Sin embargo, Katie Couric, que lo entrevistaba desde Nueva York, no se tragaba su pose de periodista entre T. S. Eliot y Tom Wolfe.
– Theo MacAnna, muchas personas en Hollywood le consideran el periodista más temido de la ciudad -dijo ella.
Una sonrisita de complacencia cruzó los labios de MacAnna.
– Muy halagador -dijo, con su voz pastosa.
– Pero muchos otros sólo le consideran un mercader de escándalos, alguien que no lo piensa dos veces antes de destruir carreras, matrimonios, vidas incluso.
Él palideció un poco, pero se recuperó rápidamente.
– Bueno, es normal que ciertas personas piensen así. Pero es porque, si en Hollywood hay alguna regla, es que se protegen entre ellos… incluso cuando se trata de delitos graves.
– ¿Cree que el plagio que ha hecho que despidieran a David Armitage del programa de la FRT que él mismo creó era un «delito grave»?
– Sin ninguna duda, robó la obra de otros autores.
– Para ser estrictos, sin embargo, lo que presuntamente «robó» fue una broma de otra obra, y un par de líneas de otras comedias. ¿Cree realmente que merecía ser castigado tan severamente por lo que muchos consideran una falta menor?
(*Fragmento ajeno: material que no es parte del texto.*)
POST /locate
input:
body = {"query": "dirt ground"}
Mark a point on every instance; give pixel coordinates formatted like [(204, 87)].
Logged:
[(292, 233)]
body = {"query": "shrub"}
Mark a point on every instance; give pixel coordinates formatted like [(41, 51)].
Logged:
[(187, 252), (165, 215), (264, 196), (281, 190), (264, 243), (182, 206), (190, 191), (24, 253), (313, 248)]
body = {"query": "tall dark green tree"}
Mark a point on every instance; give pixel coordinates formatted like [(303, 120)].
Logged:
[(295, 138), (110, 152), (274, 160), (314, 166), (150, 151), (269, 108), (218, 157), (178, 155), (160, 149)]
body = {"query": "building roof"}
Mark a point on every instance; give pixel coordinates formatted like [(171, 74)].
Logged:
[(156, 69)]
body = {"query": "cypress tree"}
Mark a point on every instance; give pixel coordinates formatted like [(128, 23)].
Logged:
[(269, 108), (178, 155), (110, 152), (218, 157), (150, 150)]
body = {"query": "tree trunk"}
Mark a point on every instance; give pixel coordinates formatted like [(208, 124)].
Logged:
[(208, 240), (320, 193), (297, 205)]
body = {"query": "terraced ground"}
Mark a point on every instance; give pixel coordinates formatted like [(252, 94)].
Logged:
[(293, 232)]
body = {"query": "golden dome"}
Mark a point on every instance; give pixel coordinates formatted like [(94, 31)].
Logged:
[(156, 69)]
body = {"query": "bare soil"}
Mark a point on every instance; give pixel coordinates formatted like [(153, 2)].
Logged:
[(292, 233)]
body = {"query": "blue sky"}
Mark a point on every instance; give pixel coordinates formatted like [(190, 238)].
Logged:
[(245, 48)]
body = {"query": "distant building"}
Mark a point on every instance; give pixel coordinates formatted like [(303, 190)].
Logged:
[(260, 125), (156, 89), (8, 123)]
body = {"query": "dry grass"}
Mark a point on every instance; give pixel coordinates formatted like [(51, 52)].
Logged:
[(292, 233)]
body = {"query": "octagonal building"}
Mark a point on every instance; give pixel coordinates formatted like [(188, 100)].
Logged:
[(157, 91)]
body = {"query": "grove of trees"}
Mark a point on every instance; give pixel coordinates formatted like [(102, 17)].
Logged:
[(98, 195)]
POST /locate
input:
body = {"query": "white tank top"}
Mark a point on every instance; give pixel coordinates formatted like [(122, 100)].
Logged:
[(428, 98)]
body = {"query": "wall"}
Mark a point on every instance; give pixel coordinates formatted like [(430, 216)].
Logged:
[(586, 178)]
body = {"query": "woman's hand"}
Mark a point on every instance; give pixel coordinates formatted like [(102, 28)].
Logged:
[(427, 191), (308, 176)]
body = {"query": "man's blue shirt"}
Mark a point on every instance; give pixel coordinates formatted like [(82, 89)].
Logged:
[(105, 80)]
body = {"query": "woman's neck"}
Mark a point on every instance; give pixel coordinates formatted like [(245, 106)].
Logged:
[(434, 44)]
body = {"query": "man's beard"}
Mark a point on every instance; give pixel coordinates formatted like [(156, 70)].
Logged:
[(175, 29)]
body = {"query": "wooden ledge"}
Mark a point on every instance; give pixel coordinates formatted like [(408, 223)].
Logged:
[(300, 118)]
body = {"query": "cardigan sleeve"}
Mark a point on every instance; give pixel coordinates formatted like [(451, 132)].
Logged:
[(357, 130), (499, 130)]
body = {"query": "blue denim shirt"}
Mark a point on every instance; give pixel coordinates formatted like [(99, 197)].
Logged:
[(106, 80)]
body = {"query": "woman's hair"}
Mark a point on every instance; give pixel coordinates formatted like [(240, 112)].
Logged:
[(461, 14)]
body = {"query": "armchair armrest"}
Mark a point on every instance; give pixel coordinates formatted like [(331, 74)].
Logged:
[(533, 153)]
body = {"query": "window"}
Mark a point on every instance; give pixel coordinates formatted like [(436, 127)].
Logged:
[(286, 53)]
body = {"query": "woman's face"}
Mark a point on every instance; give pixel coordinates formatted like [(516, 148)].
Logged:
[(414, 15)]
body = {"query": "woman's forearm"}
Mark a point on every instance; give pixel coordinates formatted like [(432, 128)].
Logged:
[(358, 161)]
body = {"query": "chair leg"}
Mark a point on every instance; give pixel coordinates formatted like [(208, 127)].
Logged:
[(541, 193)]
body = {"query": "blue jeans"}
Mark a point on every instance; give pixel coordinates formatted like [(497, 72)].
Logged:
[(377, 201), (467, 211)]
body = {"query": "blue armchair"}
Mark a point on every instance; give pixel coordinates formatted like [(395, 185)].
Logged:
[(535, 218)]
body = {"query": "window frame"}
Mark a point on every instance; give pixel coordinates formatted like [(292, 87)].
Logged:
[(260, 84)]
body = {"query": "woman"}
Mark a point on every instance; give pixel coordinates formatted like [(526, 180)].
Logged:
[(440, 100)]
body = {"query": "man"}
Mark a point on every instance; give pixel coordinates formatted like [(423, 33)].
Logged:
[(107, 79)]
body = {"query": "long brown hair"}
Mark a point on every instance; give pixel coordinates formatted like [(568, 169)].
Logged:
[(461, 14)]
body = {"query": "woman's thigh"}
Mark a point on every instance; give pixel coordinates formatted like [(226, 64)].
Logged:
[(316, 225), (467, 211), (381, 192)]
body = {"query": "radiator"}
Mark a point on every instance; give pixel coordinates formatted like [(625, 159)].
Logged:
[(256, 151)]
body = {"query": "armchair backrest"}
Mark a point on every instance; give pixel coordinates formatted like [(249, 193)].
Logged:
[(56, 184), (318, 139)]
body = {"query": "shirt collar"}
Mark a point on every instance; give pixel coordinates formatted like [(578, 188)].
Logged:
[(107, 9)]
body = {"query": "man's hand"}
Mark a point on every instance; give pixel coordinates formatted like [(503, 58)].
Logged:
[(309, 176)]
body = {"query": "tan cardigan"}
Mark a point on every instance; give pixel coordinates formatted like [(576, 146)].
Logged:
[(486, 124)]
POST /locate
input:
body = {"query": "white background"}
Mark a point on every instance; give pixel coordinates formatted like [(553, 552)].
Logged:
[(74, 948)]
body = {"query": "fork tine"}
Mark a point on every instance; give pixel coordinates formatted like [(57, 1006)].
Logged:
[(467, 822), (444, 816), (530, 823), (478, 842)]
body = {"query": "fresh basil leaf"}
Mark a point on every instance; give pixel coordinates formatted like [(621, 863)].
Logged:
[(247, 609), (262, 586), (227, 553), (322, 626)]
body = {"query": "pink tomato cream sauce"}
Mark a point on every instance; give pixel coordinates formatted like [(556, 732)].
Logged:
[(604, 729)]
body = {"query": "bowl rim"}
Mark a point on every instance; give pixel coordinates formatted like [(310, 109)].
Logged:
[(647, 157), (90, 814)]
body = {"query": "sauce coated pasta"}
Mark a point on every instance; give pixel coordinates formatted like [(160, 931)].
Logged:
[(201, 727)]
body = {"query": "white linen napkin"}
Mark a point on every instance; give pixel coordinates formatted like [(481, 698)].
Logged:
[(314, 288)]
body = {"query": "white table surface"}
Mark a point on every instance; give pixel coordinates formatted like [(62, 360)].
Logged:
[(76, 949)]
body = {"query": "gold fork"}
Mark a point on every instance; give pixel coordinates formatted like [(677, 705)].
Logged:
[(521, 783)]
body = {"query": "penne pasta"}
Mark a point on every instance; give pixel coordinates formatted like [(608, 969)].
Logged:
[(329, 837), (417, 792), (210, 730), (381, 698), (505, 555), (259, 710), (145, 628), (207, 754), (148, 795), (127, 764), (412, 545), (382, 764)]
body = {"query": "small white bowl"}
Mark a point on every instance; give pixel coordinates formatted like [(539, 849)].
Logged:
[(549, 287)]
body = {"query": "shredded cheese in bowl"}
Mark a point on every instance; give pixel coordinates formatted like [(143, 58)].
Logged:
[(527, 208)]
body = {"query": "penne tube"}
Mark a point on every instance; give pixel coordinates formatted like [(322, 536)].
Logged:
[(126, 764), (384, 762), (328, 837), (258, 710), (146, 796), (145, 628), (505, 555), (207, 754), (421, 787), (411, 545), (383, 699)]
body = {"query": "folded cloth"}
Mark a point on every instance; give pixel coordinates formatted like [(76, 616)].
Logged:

– Katie, para empezar, yo no decidí el castigo que él ha recibido. Eso fue una decisión de sus jefes de la FRT. Pero en cuanto a su pregunta sobre si creo que el plagio es un delito grave, en fin, un robo es un robo…
– Pero lo que le he preguntado, señor MacAnna, es una falta tan leve como tomar prestadas unas bromas…
– También se apropió de un argumento de Tolstoi.
– En el comunicado que hizo el señor Armitage después de ser despedido, explicaba que aquella obra, que no había sido ni producida, era una reinterpretación de la historia de Tolstoi.